Oh, how wearily the time passed during the following seven days and nights! Gongs sounded in the city, muskets were fired, the "tiger" soldiers were paraded daily; additional Chinese troops, to the amount of three thousand men, marched into Amoy. Everything was evidently disturbed and warlike. The whole of the consulate was commanded by the city walls, and we might have been shelled at any moment. But it is in hours of danger like these that Englishmen display those attributes which have won for our race the respect of the world. Not a symptom of fear did the members of the consulate show. Much against my wish my brother went freely into the city, and when in my terror I wanted him, at least, to leave off his laced cap, which marked him as an official, he laughed, and said our only chance of safety lay in preserving a firm and fearless attitude.
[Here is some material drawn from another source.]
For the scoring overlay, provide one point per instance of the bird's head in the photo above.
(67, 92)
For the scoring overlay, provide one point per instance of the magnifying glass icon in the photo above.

Minutes lengthened into hours of anxiety when he was absent from my sight, and when he returned unscathed I almost felt as if I received him from the dead. We watched the flagstaff which would signal the approach of the "Serpent" till our eyes were sore with looking, and our hearts were sick with hope deferred. The vessel came near before we knew of her arrival, for she grounded in trying to cross the bar of the Consular creek, but her intrepid commander, Captain Luard, though uncertain as to what might have befallen his countrymen, rowed on shore, and, being well acquainted with the locality, came by a short cut across the hills to the consulate. When he strode into the court-yard in his heavy boots, armed to the teeth, the herald of our succour and safety, some of us wept for joy,

It was little likely that the Chinese, though so numerous, would provoke the shot and shell of the brig, for they are as cowardly as they are cruel; and after the painful suspense which we had undergone, we were thankful indeed for the sense of security we enjoyed in the presence of that small vessel of war.

A full account of this tragedy was sent to the home government, and we indulged in confident speculations as to the result. We felt that though we were few and far away from our native land, her powerful arm would reach even the ruthless authorities of Amoy, and demand ample atonement for the insult offered to her, in the cruel murder of one who had a just claim to her protection.

Vain hopes! Of this vile deed, committed with a full knowledge that the victim was a registered British subject, done in daylight under the authority of the Chinese Intendant, no notice was taken, no satisfaction or apology ever demanded. Something, I believe, was said about the impropriety of the man wearing a Chinese dress, but as even missionaries often adopt it as more convenient, this could form no excuse.

And now, when blood and treasure are being freely poured forth in the far East, in our endeavour to establish lasting and satisfactory relations with the Court of Pekin, may we not justly attribute some portion of the difficulties which meet us at every step, some of the sufferings of our lately captured countrymen, to the impression of our supine forbearance given to the mandarins by the unavenged fate of Tan-King-Chin? P.